“If you'll help me.”
How much she implied oy “help me,” he did not stop to question.
“We've no time to lose.” He spoke hurriedly. “Where's the safest place of hiding?”
“My old one. A hut——”
“I know,” he interrupted. “I'll go ahead to make sure the way is clear; you follow at a distance. Keep me in sight. If I look back, take cover.”
Without more ado, he turned away, retracing his steps to the camp.

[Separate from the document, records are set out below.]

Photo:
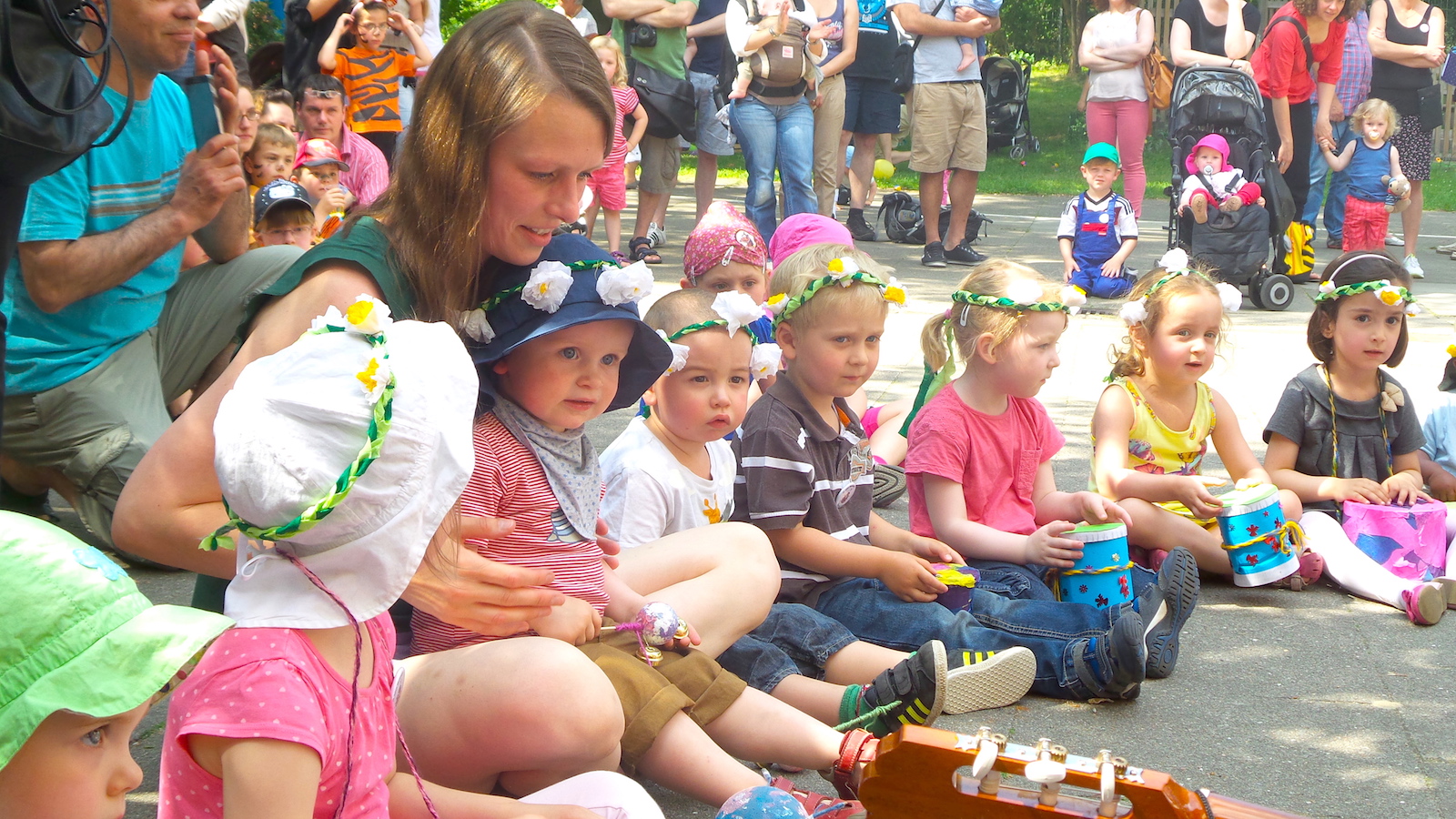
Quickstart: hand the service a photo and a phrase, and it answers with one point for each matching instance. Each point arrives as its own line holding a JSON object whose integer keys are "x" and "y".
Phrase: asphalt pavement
{"x": 1314, "y": 703}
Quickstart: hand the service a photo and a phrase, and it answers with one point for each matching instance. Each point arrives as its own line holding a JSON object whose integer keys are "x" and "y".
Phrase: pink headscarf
{"x": 723, "y": 237}
{"x": 804, "y": 229}
{"x": 1216, "y": 143}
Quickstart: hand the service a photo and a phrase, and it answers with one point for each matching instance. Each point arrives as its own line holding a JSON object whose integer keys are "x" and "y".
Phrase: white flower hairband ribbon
{"x": 623, "y": 285}
{"x": 546, "y": 288}
{"x": 764, "y": 361}
{"x": 679, "y": 353}
{"x": 739, "y": 309}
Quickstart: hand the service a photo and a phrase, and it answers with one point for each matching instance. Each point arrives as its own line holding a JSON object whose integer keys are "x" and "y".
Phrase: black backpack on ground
{"x": 900, "y": 213}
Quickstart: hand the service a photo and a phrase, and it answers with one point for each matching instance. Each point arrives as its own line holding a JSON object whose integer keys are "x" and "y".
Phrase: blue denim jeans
{"x": 776, "y": 136}
{"x": 1030, "y": 581}
{"x": 1339, "y": 184}
{"x": 793, "y": 640}
{"x": 1056, "y": 632}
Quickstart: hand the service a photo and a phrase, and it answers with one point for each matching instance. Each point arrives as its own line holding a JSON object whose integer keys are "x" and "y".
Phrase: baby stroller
{"x": 1227, "y": 102}
{"x": 1008, "y": 121}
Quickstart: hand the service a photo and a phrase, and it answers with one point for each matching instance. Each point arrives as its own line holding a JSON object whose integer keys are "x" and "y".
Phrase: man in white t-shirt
{"x": 950, "y": 121}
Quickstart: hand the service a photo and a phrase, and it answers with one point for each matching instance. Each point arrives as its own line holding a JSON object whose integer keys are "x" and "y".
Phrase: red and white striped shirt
{"x": 509, "y": 481}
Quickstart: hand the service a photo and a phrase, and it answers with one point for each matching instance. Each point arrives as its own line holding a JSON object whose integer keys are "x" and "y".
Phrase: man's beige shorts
{"x": 950, "y": 127}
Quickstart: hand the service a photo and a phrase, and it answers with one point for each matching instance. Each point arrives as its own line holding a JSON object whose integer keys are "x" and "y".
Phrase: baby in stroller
{"x": 1213, "y": 182}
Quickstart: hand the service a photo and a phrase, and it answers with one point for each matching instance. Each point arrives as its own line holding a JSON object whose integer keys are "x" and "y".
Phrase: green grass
{"x": 1062, "y": 130}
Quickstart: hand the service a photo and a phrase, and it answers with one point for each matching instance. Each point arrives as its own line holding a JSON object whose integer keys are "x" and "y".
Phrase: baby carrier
{"x": 1237, "y": 245}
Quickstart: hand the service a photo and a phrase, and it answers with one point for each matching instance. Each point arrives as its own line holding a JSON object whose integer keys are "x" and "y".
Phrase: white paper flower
{"x": 375, "y": 376}
{"x": 739, "y": 309}
{"x": 1074, "y": 298}
{"x": 1024, "y": 292}
{"x": 622, "y": 285}
{"x": 477, "y": 325}
{"x": 679, "y": 353}
{"x": 1135, "y": 312}
{"x": 331, "y": 318}
{"x": 1230, "y": 296}
{"x": 546, "y": 288}
{"x": 842, "y": 267}
{"x": 1174, "y": 259}
{"x": 368, "y": 315}
{"x": 766, "y": 359}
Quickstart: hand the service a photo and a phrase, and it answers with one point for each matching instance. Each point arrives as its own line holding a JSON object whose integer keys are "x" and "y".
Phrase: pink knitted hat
{"x": 804, "y": 229}
{"x": 723, "y": 237}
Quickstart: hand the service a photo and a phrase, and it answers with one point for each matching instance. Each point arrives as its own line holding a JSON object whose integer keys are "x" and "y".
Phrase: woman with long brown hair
{"x": 513, "y": 118}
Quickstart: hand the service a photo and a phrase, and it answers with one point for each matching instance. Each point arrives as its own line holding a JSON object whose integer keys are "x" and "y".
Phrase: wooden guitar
{"x": 924, "y": 773}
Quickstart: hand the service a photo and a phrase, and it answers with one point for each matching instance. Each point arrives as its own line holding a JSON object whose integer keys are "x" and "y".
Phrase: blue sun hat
{"x": 77, "y": 636}
{"x": 571, "y": 283}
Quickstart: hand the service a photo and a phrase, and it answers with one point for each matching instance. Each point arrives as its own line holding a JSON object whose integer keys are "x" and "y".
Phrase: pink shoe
{"x": 1424, "y": 603}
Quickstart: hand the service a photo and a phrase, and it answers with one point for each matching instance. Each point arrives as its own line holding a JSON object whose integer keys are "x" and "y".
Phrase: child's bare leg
{"x": 686, "y": 760}
{"x": 814, "y": 697}
{"x": 762, "y": 729}
{"x": 721, "y": 579}
{"x": 613, "y": 229}
{"x": 1155, "y": 528}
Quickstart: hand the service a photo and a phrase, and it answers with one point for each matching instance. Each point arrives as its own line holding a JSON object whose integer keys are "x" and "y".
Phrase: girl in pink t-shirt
{"x": 979, "y": 462}
{"x": 339, "y": 460}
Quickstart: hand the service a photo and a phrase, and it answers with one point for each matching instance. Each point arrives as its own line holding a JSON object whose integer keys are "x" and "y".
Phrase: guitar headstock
{"x": 921, "y": 773}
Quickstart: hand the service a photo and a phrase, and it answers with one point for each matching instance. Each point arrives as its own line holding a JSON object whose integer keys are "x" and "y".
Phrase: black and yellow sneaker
{"x": 987, "y": 680}
{"x": 912, "y": 693}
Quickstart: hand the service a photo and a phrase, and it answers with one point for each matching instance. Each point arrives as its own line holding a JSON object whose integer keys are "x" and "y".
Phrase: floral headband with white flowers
{"x": 548, "y": 286}
{"x": 1176, "y": 263}
{"x": 1388, "y": 293}
{"x": 734, "y": 309}
{"x": 842, "y": 271}
{"x": 1023, "y": 295}
{"x": 370, "y": 318}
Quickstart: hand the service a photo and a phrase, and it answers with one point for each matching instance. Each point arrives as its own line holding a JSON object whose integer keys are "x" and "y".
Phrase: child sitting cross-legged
{"x": 980, "y": 455}
{"x": 84, "y": 656}
{"x": 339, "y": 458}
{"x": 673, "y": 471}
{"x": 807, "y": 475}
{"x": 562, "y": 344}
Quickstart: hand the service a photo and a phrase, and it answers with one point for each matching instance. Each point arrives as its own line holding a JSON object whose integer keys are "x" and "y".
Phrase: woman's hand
{"x": 574, "y": 622}
{"x": 1047, "y": 547}
{"x": 1363, "y": 490}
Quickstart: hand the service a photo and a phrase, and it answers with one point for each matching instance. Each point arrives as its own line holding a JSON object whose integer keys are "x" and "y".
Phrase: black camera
{"x": 642, "y": 35}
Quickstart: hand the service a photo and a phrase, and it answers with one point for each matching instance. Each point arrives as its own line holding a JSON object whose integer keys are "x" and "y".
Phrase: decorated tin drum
{"x": 1254, "y": 532}
{"x": 1410, "y": 541}
{"x": 1104, "y": 574}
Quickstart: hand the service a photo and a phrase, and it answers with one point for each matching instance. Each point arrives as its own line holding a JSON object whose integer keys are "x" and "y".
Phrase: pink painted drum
{"x": 1410, "y": 541}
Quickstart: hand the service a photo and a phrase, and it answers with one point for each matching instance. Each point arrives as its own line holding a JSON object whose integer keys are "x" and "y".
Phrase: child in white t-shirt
{"x": 672, "y": 471}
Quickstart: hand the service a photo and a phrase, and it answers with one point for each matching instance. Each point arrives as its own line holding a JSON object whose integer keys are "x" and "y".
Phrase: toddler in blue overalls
{"x": 1098, "y": 230}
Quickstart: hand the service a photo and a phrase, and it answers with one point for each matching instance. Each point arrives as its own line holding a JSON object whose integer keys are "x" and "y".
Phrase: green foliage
{"x": 262, "y": 25}
{"x": 453, "y": 14}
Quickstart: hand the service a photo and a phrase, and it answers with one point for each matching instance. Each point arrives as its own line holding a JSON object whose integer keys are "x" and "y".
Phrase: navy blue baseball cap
{"x": 513, "y": 319}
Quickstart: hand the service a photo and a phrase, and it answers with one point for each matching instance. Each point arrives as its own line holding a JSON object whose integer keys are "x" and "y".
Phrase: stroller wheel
{"x": 1276, "y": 292}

He attempted to walk jauntily, like a nature-lover who had risen early to enjoy the first freshness of the morning. Here and there he stooped to pluck a blackberry. He pulled a sprig of heather for his lapel. He flattered himself that, if he were being watched, his conduct was artistically normal.
For all his display of carelessness, he advanced warily. There was nothing in the billowy expanse of greenness that escaped him. Somewhere within a radius of four miles the Major was waiting to make his pounce. He might be crouched in the next patch of bracken. He might be lying behind the nearest mound. The dapper, gallant-appearing old gentleman, who bore such a striking resemblance to Lord Roberts, assumed the terror of nemesis in his imagination. He seemed everywhere and nowhere. He would pop up, suave and neatly bespatted, at the moment when he was least expected.
He gazed straight before him, not daring to look back, but he never lost consciousness of the fateful woman following him stealthily as a shadow. And always there was the memory of the other woman with the gentle eyes and shining hair.
He reached the camp. It looked lonely as a graveyard. Rows of hutments, bleached to a bluish whiteness, gleamed in the morning sunshine. The downs curled above it like an emerald wave on the point of breaking.